Op 12 juni 2017 heeft de Rechtbank Den Haag uitspraak gedaan in de zaak van een eiseres die een asielaanvraag had ingediend. De eiseres, die samen met haar drie minderjarige kinderen betrokken was, had op 9 april 2017 een asielaanvraag ingediend. De staatssecretaris van Veiligheid en Justitie had echter op 26 mei 2017 besloten om deze aanvraag niet in behandeling te nemen, wat leidde tot het indienen van beroep door de eiseres. Tijdens de openbare behandeling op 8 juni 2017 was de eiseres aanwezig, bijgestaan door haar gemachtigde, terwijl de verweerder zich liet vertegenwoordigen door zijn gemachtigde.

De rechtbank overwoog dat de eiseres niet aannemelijk had gemaakt dat Zwitserland zijn verdragsverplichtingen niet zou nakomen, ondanks dat haar asielaanvraag daar eerder was afgewezen. De rechtbank stelde vast dat de Zwitserse autoriteiten hadden ingestemd met de terugname van de eiseres en haar kinderen op basis van de Dublinverordening. De rechtbank oordeelde dat de argumenten van de eiseres over de asielprocedure en opvang in Zwitserland niet voldoende onderbouwd waren en dat er geen reden was om aan te nemen dat de overdracht aan Zwitserland in strijd zou zijn met artikel 3 van het EVRM.

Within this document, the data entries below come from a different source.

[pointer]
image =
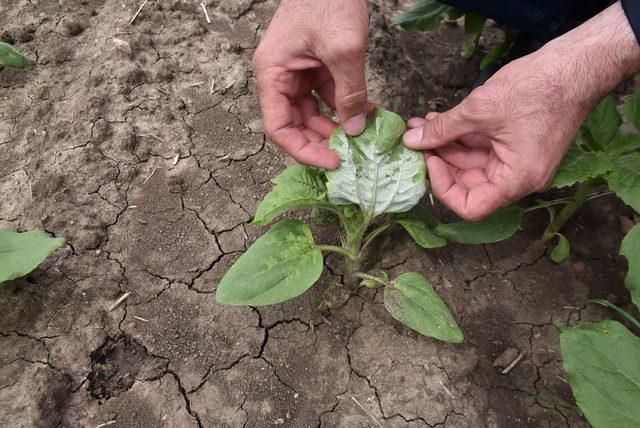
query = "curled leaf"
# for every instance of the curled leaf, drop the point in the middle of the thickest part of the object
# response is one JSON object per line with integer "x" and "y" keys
{"x": 376, "y": 170}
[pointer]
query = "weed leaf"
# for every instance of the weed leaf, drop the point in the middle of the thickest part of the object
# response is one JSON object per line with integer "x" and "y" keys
{"x": 412, "y": 300}
{"x": 498, "y": 226}
{"x": 623, "y": 143}
{"x": 560, "y": 252}
{"x": 602, "y": 362}
{"x": 425, "y": 15}
{"x": 630, "y": 249}
{"x": 624, "y": 179}
{"x": 578, "y": 166}
{"x": 632, "y": 109}
{"x": 473, "y": 23}
{"x": 12, "y": 57}
{"x": 280, "y": 265}
{"x": 376, "y": 170}
{"x": 298, "y": 186}
{"x": 419, "y": 223}
{"x": 603, "y": 122}
{"x": 20, "y": 253}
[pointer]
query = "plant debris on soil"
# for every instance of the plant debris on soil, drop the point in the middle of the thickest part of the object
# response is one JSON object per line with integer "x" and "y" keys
{"x": 150, "y": 164}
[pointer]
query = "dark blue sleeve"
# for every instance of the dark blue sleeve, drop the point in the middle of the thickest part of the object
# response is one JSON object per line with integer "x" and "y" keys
{"x": 632, "y": 10}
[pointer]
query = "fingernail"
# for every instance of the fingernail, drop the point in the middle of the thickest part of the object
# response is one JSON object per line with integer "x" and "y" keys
{"x": 413, "y": 136}
{"x": 355, "y": 125}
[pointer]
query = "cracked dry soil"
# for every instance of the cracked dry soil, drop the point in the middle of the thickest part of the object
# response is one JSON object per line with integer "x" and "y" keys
{"x": 152, "y": 177}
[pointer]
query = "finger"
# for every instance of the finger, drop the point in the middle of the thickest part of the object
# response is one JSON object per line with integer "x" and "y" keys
{"x": 312, "y": 118}
{"x": 415, "y": 122}
{"x": 442, "y": 129}
{"x": 471, "y": 178}
{"x": 296, "y": 143}
{"x": 350, "y": 95}
{"x": 470, "y": 203}
{"x": 476, "y": 140}
{"x": 462, "y": 157}
{"x": 278, "y": 117}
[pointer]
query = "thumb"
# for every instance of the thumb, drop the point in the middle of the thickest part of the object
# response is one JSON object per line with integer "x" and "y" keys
{"x": 350, "y": 91}
{"x": 439, "y": 130}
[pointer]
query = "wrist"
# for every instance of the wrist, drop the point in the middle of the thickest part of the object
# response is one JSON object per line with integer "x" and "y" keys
{"x": 596, "y": 56}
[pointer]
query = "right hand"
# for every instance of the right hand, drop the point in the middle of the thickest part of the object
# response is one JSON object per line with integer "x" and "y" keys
{"x": 313, "y": 45}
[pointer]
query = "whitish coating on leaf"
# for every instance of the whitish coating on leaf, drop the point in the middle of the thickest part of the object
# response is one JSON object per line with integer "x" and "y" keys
{"x": 376, "y": 170}
{"x": 578, "y": 166}
{"x": 602, "y": 362}
{"x": 411, "y": 300}
{"x": 630, "y": 248}
{"x": 298, "y": 186}
{"x": 624, "y": 179}
{"x": 280, "y": 265}
{"x": 20, "y": 253}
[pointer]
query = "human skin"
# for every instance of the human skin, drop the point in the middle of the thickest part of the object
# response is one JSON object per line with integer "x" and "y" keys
{"x": 502, "y": 142}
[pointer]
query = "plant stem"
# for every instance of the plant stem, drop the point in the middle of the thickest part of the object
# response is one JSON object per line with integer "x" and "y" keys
{"x": 363, "y": 275}
{"x": 339, "y": 250}
{"x": 581, "y": 195}
{"x": 374, "y": 234}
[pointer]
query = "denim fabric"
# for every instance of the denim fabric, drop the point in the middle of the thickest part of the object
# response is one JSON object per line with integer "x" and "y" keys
{"x": 542, "y": 19}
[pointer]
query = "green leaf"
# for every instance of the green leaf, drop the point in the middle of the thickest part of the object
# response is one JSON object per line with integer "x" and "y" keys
{"x": 20, "y": 253}
{"x": 419, "y": 223}
{"x": 473, "y": 23}
{"x": 12, "y": 57}
{"x": 376, "y": 170}
{"x": 454, "y": 13}
{"x": 603, "y": 122}
{"x": 632, "y": 109}
{"x": 578, "y": 166}
{"x": 623, "y": 143}
{"x": 630, "y": 249}
{"x": 468, "y": 49}
{"x": 280, "y": 265}
{"x": 624, "y": 179}
{"x": 498, "y": 51}
{"x": 602, "y": 362}
{"x": 498, "y": 226}
{"x": 298, "y": 186}
{"x": 411, "y": 299}
{"x": 425, "y": 15}
{"x": 560, "y": 252}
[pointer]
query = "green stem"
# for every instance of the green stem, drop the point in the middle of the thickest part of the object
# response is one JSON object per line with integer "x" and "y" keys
{"x": 374, "y": 234}
{"x": 624, "y": 314}
{"x": 548, "y": 204}
{"x": 582, "y": 194}
{"x": 348, "y": 255}
{"x": 363, "y": 275}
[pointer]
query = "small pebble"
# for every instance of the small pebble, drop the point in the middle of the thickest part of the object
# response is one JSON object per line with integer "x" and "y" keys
{"x": 578, "y": 266}
{"x": 71, "y": 27}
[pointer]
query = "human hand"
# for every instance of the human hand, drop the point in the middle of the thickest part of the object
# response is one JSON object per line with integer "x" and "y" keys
{"x": 313, "y": 45}
{"x": 506, "y": 139}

De rechtbank concludeerde dat de staatssecretaris in redelijkheid had kunnen besluiten om de asielaanvraag niet in behandeling te nemen en dat er geen bijzondere, individuele omstandigheden waren die een uitzondering op de Dublinverordening rechtvaardigden. De rechtbank verklaarde het beroep van de eiseres ongegrond en gaf aan dat er geen aanleiding was voor een proceskostenveroordeling. Deze uitspraak werd openbaar uitgesproken op 12 juni 2017, en er werd een rechtsmiddel tegen deze uitspraak aangegeven, waarbij hoger beroep mogelijk was binnen een week na verzending.

Uitspraak

RECHTBANK DEN HAAG

Bestuursrecht
zaaknummer: AWB 17/10919

uitspraak van de enkelvoudige kamer van 12 juni 2017 in de zaak tussen

[eiseres] , eiseres, V-nummer [vreemdelingennummer]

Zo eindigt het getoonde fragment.